Farmers will need compensation to cull suckler herd, warns ICSA
Suckler farmers will need a compensation scheme lasting five or more years if a structured reduction in the beef cow herd is to be achieved, the ICSA has insisted.
Alternative enterprises must also be identified for those farmers who choose to get out of beef production.
The call for a "framed" herd reduction policy was made by ICSA suckler chair John Halley, who was reacting to a recent report from the Climate Change Advisory Council (CCAC) advocating a massive cull in the national beef herd.
"If the Government want people to get out of suckler farming there must be policies and strategies in place to facilitate that; something we don't have at present," Mr Halley said.
The ICSA has proposed a €200/hd payment per suckler cow, per year for a period of five years as an incentive package to reduce suckler numbers.
Mr Halley added that entry into the scheme would be on a strictly voluntary basis.
The scheme would be based on a reference year of 2018, and the payment would be linked to the reduction in calves registered relative to 2018.
The ICSA has suggested that this exit package, or Suckler Redirection Scheme, should be available on an EU-wide basis.
"This (strategy) also involves pushing for innovative policies around generating an income from alternative sources," Mr Halley explained.
"The renewable energy sector does offer promise, but we are nowhere near the stage of this being a realistic option for most.
"This Suckler Redirection Scheme must now be given serious consideration. At present we have an oversupply of beef in Europe which has not been caused by the suckler herd.

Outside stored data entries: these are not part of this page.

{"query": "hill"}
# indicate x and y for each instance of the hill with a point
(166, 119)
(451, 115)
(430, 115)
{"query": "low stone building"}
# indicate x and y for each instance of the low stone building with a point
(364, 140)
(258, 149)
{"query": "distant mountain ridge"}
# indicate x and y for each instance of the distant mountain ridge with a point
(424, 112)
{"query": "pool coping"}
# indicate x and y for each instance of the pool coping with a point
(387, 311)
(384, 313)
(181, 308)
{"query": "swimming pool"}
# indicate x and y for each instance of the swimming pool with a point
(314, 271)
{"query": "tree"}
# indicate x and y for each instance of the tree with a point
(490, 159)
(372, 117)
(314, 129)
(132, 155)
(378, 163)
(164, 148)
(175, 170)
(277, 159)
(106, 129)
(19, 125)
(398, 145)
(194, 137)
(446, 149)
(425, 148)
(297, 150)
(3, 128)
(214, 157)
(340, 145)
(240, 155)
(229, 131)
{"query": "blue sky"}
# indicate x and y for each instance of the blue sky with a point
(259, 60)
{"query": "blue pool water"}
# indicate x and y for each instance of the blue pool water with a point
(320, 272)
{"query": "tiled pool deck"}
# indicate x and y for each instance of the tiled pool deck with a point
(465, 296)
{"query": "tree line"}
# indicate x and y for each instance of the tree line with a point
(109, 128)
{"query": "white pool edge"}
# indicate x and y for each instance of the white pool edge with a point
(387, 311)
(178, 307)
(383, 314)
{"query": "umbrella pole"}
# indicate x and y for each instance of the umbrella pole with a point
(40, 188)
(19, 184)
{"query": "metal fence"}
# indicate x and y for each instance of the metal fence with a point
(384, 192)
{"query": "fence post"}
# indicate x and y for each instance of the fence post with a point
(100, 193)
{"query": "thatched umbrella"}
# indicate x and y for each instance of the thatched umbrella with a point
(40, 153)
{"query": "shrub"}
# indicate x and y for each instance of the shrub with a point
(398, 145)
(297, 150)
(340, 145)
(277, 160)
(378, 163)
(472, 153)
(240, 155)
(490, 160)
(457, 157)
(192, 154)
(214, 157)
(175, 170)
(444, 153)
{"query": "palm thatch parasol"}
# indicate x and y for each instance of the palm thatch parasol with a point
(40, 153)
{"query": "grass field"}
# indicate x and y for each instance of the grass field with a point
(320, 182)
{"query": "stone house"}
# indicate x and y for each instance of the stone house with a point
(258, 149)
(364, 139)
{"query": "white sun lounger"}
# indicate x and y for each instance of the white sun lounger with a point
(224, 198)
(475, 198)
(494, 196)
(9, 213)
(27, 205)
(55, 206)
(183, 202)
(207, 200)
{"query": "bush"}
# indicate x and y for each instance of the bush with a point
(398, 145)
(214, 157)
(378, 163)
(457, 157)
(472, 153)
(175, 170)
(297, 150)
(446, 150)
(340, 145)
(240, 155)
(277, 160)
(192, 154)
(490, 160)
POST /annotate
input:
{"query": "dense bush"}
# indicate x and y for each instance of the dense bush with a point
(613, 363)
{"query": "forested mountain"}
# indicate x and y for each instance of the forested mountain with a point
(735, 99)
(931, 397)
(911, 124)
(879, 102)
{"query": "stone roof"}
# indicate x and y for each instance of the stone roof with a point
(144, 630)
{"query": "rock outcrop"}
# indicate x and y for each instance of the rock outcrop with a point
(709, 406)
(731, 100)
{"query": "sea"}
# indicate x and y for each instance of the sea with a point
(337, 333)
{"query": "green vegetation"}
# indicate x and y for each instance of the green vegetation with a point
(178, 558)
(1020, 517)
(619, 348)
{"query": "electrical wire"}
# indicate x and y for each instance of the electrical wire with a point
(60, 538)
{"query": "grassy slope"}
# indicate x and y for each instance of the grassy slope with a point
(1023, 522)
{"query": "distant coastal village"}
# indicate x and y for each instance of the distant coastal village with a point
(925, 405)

"Rather, this is down to the dramatic increase in the dairy herd and it has compounded the complete lack of profitability in the suckler sector.
"When you add to this the pressures of climate change mitigation, there is the possibility that alternative income sources could have an appeal.
"However, the need for a holistic approach to viable alternatives is apparent."
Mr Halley stressed the importance of the voluntary nature of any such scheme.
He said that suckler farmers would not be "used as scapegoats" to balance the books of uncontrolled dairy expansion.
Pointing out that the only way to deliver farm viability in the beef sector was through scarcity of supply, Mr Halley said the ICSA proposal highlighted the "hypocrisy" of the Food Wise 2025 expansion targets by exposing the "consensus that farmers should be satisfied with just breaking even". If such an initiative was adopted in Ireland to reduce the beef herd by 500,000 cows, an annual budget of €100m would be required, or €500m over the proposed five-year term.
However, Ireland could face annual fines of up to €200m because of its failure to meet internationally binding greenhouse gas emissions targets.
Mr Halley insisted that funding for the suckler scheme would need to come from additional sources outside of CAP.
"If CAP funds are redirected [for this scheme] it means that farmers are paying for climate change," he pointed out.
The ICSA representative urged other farm organisations to "address the profitability question above all other considerations" when assessing the proposal.
"There is not a 'one size fits all' solution to this issue and careless and sweeping statements when speaking about wiping out farmers and their livelihoods is most counterproductive," he said.
"A rounded approach would also have to include retraining for those wishing to take part in the scheme. It should also include the option to switch to organic systems for others.
"And, significantly, it should involve an acceptance that covering vast tracts of land in and around rural communities with forestry is not the optimal approach."